The global plan aimed at containing and preventing artemisinin resistance through a five-step action plan including stop the spread of resistant parasites, a fully funded and implemented malaria control agenda, as outlined in the global malaria action plan, would address many of the needs for the containment and prevention of artemisinin resistance.
She said, however that, additional funding would be needed to stop the spread of resistant parasites in areas where there was evidence of artemisinin resistance. The global plan estimated that it would cost an additional USD 10-20 per person in some areas of confirmed resistance.
She said the second plan was to increase monitoring and surveillance for artemisinin resistance. The director general said WHO estimated last year that, only 31 of the 75 countries that should be conducting routine testing of the efficacy of ACTs did so.
“There is a risk of artemisinin resistance emerging silently in areas without ongoing surveillance,” she said.
The other measure according to the WHO is to improve access to malaria diagnostic testing and rational treatment with ACTs.

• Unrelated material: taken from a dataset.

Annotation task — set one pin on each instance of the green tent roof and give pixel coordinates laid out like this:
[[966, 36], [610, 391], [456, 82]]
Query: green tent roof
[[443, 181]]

It is said that the therapies are frequently used to treat causes of fever other than malaria and unnecessary use of ACTs can increase the risk of resistance.
In order to reduce the number of patients who do not have malaria taking the therapies, WHO recommends diagnostic testing of all suspected malaria cases before treatment.
It says there is an urgent need to develop more rapid techniques for detecting resistant parasites and develop new classes of antimalarial medicines to eventually replace the ACTs.
''Effective containment of artemisinin resistance will significantly improve our capability to sustain current control achievements at country level,'' said Prof Awa Coll-Seck, Executive Director of the Roll Back Malaria Partnership.
''We now have a coordinated plan to stop the spread of resistant parasites but we need additional funding to fully implement it,'' Coll-Seck reminded the international community.
WHO estimates that the number of malaria cases has fallen by over 50 per cent in 43 countries over the past decade. A recent modelling analysis of malaria prevention in 34 African countries estimates that over 730,000 lives were saved between 2000 and last year, nearly three quarters of them since 2006, when the use of both insecticide treated mosquito nets and ACTs became more widespread.
The loss of ACTs as an effective treatment will likely result in a significant increase in malaria-related deaths. "We have made tremendous progress over the past decade in the fight against malaria," noted Dr Robert Newman, the director of the WHO Global Malaria Programme, adding:
"If we are to sustain these gains and achieve the health-related Millennium Development Goals, then it is essential that we work together to overcome the threat of artemisinin resistance," he explained.